Kemudian Muhammad bersabda kepada Hafshah, “Bertakwalah kepada Allah wahai
Hafshah!” Selanjutnya manakala dia mendengar ejekan dari istri-istri nabi yang
lain maka diapun berkata, “Bagaimana bisa kalian lebih baik dariku, padahal
suamiku adalah Muhammad, ayahku (leluhur) adalah Harun dan pamanku adalah Musa?”

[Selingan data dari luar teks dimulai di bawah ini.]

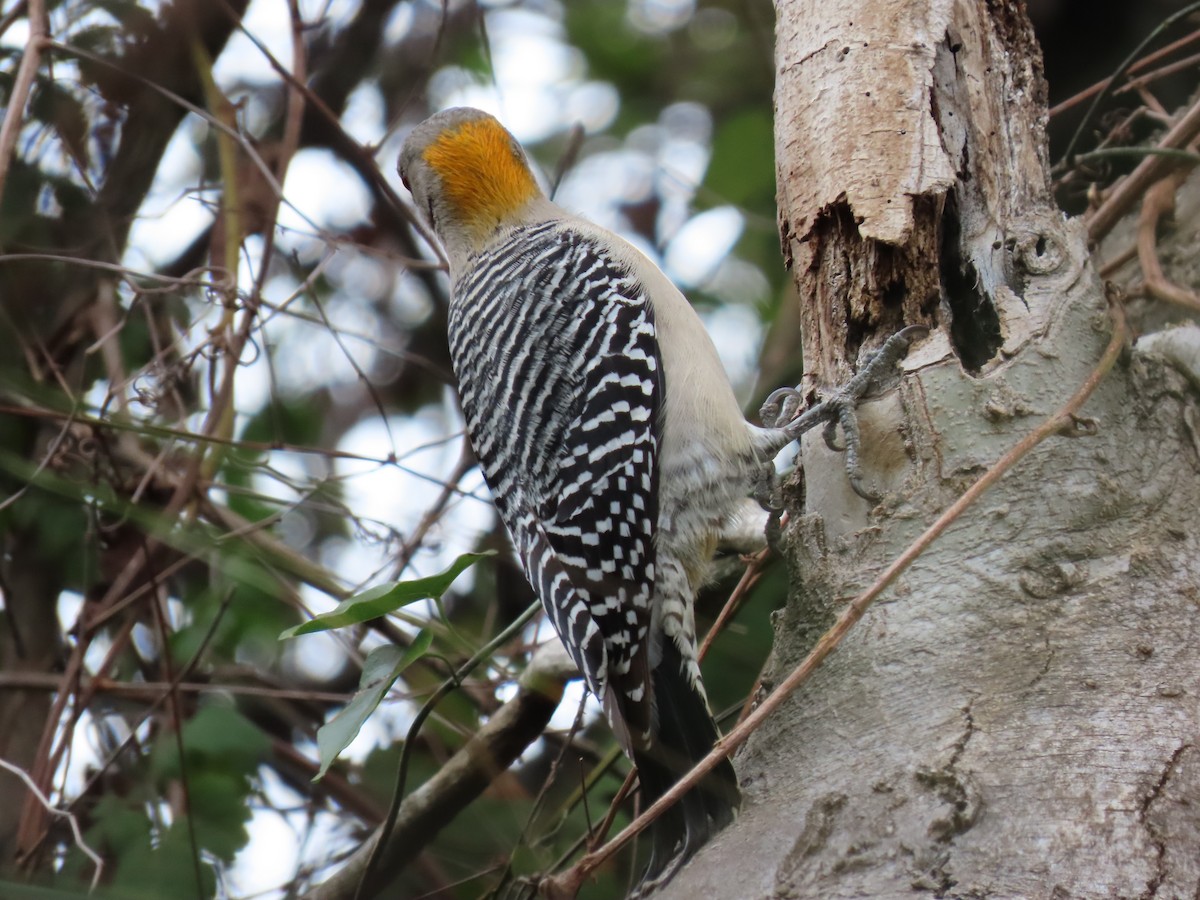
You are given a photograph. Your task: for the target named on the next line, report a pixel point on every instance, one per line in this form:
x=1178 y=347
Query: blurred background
x=226 y=402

Shafiyah wafat tatkala berumur sekitar 50 tahun, ketika masa pemerintahan Mu'awiyah.
Sejak
kecil dia menyukai ilmu pengetahuan dan rajin mempelajari sejarah dan
kepercayaan bangsanya. Dari kitab suci Taurat dia membaca bahwa akan datang
seorang nabi dari jazirah Arab yang akan menjadi penutup semua nabi. Pikirannya
tercurah pada masalah kenabian tersebut, terutama setelah Muhammad muncul di
Mekkah. Dia sangat heran ketika kaumnya tidak mempercayai berita besar
tersebut, padahal sudah jelas tertulis di dalam kitab mereka sendiri. Demikian
juga ayahnya, Huyay bin Akhtab, yang sangat gigih menyulut permusuhan terhadap
kaum Muslim.
Sifat
dusta, tipu muslihat, dan pengecut ayahnya sudah tampak di mata Shafiyyah dalam
banyak peristiwa. Di antara yang menjadi perhatian Shafiyyah adalah sikap Huyay
terhadap kaumnya sendiri, Yahudi Bani Qurayzhah. Ketika itu, Huyay berjanji
untuk mendukung dan memberikan pertolongan kepada mereka jika mereka melepaskan
perjanjian tidak mengkhianati kaum Muslim (Perjanjian Hudaibiyah).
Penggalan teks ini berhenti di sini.